Alexandra Lucas Coelho recebeu nesta segunda-feira o prémio APE pelo romance E a Noite Roda. Este é o texto do discurso que fez, no qual critica o actual poder político. 

...  ... O Portugal que durante 40 anos Salazar achou que era seu, pobre mas honesto-limpo-obediente, como agora o Governo no poder quer Portugal, porque acha que Portugal é seu.

   Estou a voltar a Portugal 40 anos depois do 25 de Abril, do fim da guerra infame, do ridículo império. Já é mau um governo achar que o país é seu, quanto mais que os países dos outros são seus. Todos os impérios são ridículos na medida em que a ilusão de dominar outro é sempre ridícula, antes de se tornar progressivamente criminosa.

    Entre as razões por que quis morar no Brasil houve isso: querer experimentar a herança do colonialismo português depois de ter passado tantos anos a cobrir as heranças do colonialismo dos outros, otomanos, ingleses, franceses, espanhóis ou russos.

    E volto para morar no Alentejo, com a alegria de daqui a nada serem os 40 anos da mais bela revolução do meu século XX, e de o Alentejo ter sido uma espécie de terra em transe dessa revolução, impossível como todas.

    Este prémio é tradicionalmente entregue pelo Presidente da República, cargo agora ocupado por um político, Cavaco Silva, que há 30 anos representa tudo o que associo mais ao salazarismo do que ao 25 de Abril, a começar por essa vil tristeza dos obedientes que dentro de si recalcam um império perdido.

    E fogem ao cara-cara, mantêm-se pela calada. Nada estranho, pois, que este Presidente se faça representar na entrega de um prémio literário. Este mundo não é do seu reino. Estamos no mesmo país, mas o meu país não é o seu país. No país que tenho na cabeça não se anda com a cabeça entre as orelhas, “e cá vamos indo, se deus quiser”.

    Não sou crente, portanto acho que depende de nós mais do que irmos indo, sempre acima das nossas possibilidades para o tecto ficar mais alto em vez de mais baixo. Para claustrofobia já nos basta estarmos vivos, sermos seres para a morte, que somos, que somos.

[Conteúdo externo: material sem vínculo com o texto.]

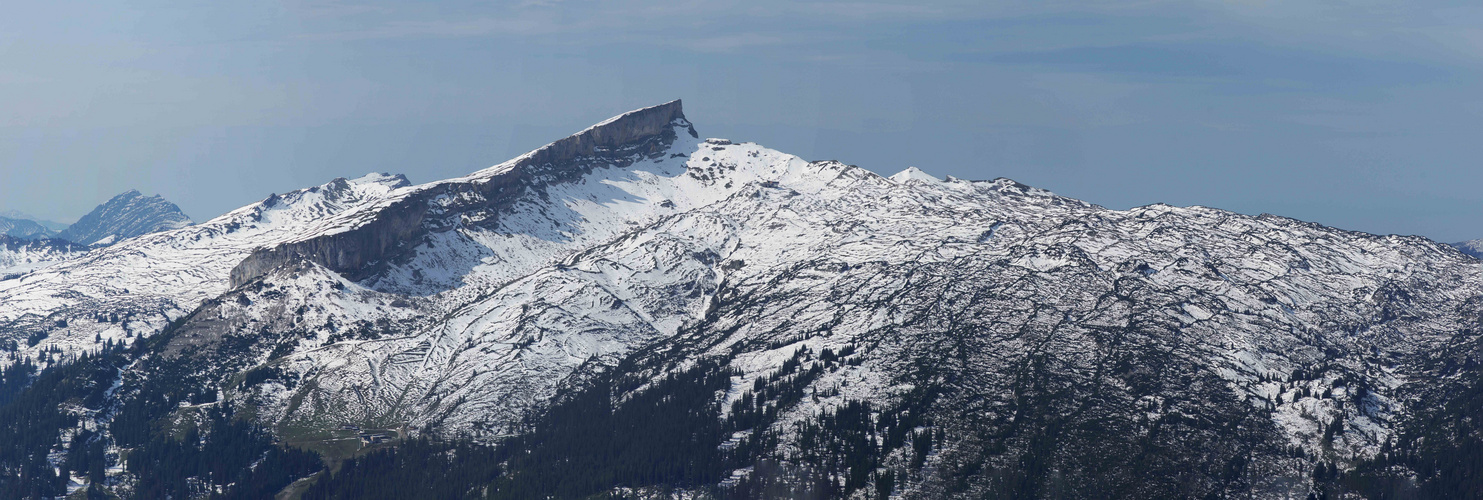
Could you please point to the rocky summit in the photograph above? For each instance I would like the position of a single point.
(125, 215)
(641, 312)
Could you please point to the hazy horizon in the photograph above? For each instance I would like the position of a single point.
(1351, 114)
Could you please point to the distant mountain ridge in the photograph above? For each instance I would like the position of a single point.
(125, 215)
(638, 312)
(1470, 247)
(22, 229)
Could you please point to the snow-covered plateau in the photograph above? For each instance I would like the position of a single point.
(1026, 330)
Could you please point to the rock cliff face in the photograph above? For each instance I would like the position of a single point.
(125, 215)
(404, 221)
(763, 325)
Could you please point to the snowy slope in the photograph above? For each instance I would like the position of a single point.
(156, 278)
(125, 215)
(20, 255)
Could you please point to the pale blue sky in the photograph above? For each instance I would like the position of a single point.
(1360, 114)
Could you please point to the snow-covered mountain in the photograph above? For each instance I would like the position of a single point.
(125, 215)
(1470, 247)
(825, 330)
(20, 255)
(22, 229)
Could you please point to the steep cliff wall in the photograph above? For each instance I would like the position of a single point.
(399, 226)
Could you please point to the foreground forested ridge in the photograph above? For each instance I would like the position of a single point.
(638, 312)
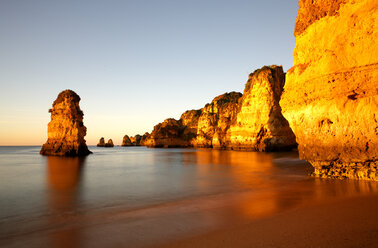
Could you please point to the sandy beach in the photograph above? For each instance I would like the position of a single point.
(351, 222)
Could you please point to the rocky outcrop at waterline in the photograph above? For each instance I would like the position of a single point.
(66, 130)
(330, 97)
(137, 140)
(259, 124)
(169, 133)
(252, 121)
(101, 142)
(126, 141)
(216, 119)
(109, 143)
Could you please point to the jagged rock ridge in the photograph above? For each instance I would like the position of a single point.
(330, 97)
(252, 121)
(66, 130)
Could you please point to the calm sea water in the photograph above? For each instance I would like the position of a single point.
(136, 196)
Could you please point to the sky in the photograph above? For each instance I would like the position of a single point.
(133, 63)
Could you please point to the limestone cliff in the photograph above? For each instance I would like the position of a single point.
(259, 124)
(137, 140)
(126, 141)
(167, 134)
(252, 121)
(215, 120)
(330, 97)
(109, 143)
(101, 142)
(66, 130)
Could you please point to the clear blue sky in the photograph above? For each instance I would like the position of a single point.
(133, 63)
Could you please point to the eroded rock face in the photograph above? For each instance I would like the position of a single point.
(215, 120)
(330, 97)
(109, 143)
(66, 130)
(259, 124)
(167, 134)
(144, 138)
(126, 141)
(101, 142)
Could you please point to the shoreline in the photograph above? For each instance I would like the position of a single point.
(347, 222)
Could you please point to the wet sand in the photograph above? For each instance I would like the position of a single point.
(350, 222)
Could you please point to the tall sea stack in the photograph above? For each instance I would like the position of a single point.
(66, 130)
(331, 93)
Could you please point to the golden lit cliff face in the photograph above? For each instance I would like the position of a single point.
(259, 124)
(66, 130)
(215, 119)
(330, 97)
(167, 134)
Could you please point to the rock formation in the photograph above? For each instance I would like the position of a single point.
(109, 143)
(144, 138)
(252, 121)
(330, 97)
(259, 124)
(215, 120)
(126, 141)
(66, 130)
(135, 140)
(175, 133)
(101, 142)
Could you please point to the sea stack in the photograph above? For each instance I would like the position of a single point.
(331, 93)
(66, 130)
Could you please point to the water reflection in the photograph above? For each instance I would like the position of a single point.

    Partimos então do zero, sabendo que chegaremos a zero, e pelo meio tudo é ganho, porque só a perda é certa.

    O meu país não é do orgulhosamente só. Não sei o que seja amar a pátria. Sei que amar Portugal é voltar do mundo e descer ao Alentejo, com o prazer de poder estar ali porque se quer. Amar Portugal é estar em Portugal porque se quer. Poder estar em Portugal apesar de o Governo nos mandar embora. Contrariar quem nos manda embora como se fosse senhor da casa.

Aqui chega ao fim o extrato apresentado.